Mit Beginn des WS 1925/26 übersiedelte Ebner nach Wien und setzte dort sein Studium fort. Er ging noch als Fuchs der Carolina zum Kürnberg. Nach der damals wie heute geltenden Cartellordnung des Ö*CV bleibt ein Fuchs bei Studienortwechsel zwar vorerst Mitglied seiner Urverbindung, wird jedoch bei der Burschung Urmitglied seiner neuen Aufenthaltsverbindung und verliert die Mitgliedschaft in seiner ursprünglichen Verbindung, wobei das Aufnahmedatum dieser bestehenbleibt.

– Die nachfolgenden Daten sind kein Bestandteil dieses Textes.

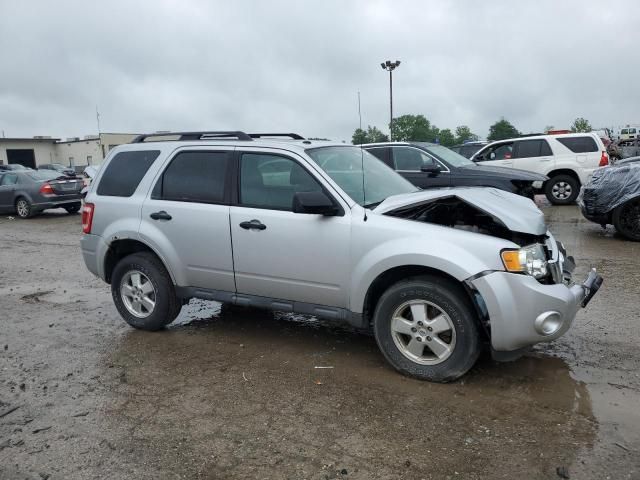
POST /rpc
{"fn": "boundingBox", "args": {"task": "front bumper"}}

Ebner wurde im Wintersemester 1925/26 geburscht. Senior dieses Semester beim Kürnberg war Ludwig Bernegger (Kb), später Polizeijurist in Linz, der in den Anschlußtagen brutal von Nazis ermordet wurde und das erste NS-Opfer aus den ÖCV ab dem 11. März 1938 war. Ebner hat also auf die Fahne Kürnbergs, die der Senior Bernegger gehalten hat, den Burscheneid abgelegt, und war Consemester von zwei NS-Opfern des ÖCV (Bernegger, Pieller), was die besondere Tragik seiner Person noch deutlicher werden läßt..
BERUFSLAUFBAHN BIS 1938
Nach Ende seines Studiums in Wien (Dr. iur. 1928) und dem Gerichtsjahr trat Ebner in den Dienst der burgenländischen Landesregierung, Bezirkshauptmannschaft Eisenstadt. Deren Leiter war Benno von Braitenberg (ehemals AIn), über den – er wurde wegen NS-Mitgliedschaft aus dem CV ausgeschlossen – Ebner erstmals in Kontakt zum Nationalsozialismus kam.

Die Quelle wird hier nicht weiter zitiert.